However, if I read the file in python and print to standard out, I get encoding errors unless I use 'latin-1'. I've even tried to use the encoding from the default stream, assuming it inherited from the terminal. This clearly isn't right as I would need the encoding from the stream on the remote end of the pipe(which I don't have).
>>> f = open("foo.txt", "rb")
>>> data = f.read(530)
>>> import sys
>>> sys.stdout.write(data.decode(sys.stdout.encoding))
As expected, the error produced is based on random data not following the UTF8 encoding standard :
>>> sys.stdout.write(data.decode(sys.stdout.encoding))
Traceback (most recent call last):
File "<stdin>", line 1, in <module>
UnicodeDecodeError: 'utf-8' codec can't decode byte 0xb1 in position 0: invalid start byte
So, its picking up the UTF-8 from LANG(?) and apply it, but it simply has an encoding issue and fails. If I explicitly use "latin-1" I get something similar, but it isn't the same as the terminal either.
sys.stdout.write(data.decode('latin-1'))
Yields (notional example -- not actual text) :
©7yIº*ø^Mÿ*Ig«áEIt±.Q ÈyT?æsÎ_%v1DÎú¹×,sÛÐûóÜun¢$&6YuApÁ¼pnòàJð
So, the question is... how do I read the terminal settings so I can use them to decode and reproduce exactly what would have appeared on the terminal?
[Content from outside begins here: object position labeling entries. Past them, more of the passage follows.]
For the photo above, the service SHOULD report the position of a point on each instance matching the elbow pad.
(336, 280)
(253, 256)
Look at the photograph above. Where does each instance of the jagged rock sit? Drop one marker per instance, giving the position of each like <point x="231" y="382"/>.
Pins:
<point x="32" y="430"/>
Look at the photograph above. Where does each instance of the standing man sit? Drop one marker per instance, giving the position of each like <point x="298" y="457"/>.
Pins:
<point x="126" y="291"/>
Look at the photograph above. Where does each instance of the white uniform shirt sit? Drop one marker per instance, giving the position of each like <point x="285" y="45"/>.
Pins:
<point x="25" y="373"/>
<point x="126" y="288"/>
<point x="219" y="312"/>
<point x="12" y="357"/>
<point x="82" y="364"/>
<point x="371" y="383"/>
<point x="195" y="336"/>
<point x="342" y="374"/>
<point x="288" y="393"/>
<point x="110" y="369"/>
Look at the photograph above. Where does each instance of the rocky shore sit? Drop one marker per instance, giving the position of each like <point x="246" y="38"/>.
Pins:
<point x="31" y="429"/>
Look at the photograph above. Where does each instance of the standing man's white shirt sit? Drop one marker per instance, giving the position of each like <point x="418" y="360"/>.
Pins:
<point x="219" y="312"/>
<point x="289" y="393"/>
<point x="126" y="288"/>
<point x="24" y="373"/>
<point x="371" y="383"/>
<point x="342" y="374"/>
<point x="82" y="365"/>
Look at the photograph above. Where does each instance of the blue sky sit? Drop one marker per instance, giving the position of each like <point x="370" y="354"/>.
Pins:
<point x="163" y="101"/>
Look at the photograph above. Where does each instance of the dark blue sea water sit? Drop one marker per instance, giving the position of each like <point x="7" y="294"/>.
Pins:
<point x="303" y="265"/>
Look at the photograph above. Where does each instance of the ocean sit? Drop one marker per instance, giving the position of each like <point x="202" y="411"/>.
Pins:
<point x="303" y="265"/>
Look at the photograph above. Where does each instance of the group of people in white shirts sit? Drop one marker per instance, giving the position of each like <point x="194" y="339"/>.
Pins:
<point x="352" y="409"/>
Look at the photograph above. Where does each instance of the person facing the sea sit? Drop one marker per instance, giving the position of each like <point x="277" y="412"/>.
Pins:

I've checked out these other questions : Why does Python print unicode characters when the default encoding is ASCII? and Convert bytes to a Python string and they cover some parts, but I'm not understanding the interaction with the shell/bash/etc.
EDIT (Answer Evaluation):
Using errors="replace" gets me close. os.write duplicates the output of cat. The difference seems to be based on how error characters are clumped together, so the difference isn't really important.
EDIT EDIT (Actual Solution) : In the end, I apparently need to read the locale / remote encoding from the original machine so I can send it across, then interpret the bytes as that encoding, then transcode to the local machine encoding, then display. The project wasn't well thought through in this sense as I am not sent the remote information and I clearly need it. I ended up using this (for the current build as it gets rid of the errors) :
sys.stdout.write(data.decode('utf-8', errors='replace'))
sys.stdout.flush()
EDITs ( cleared up text of question to focus on actual topic )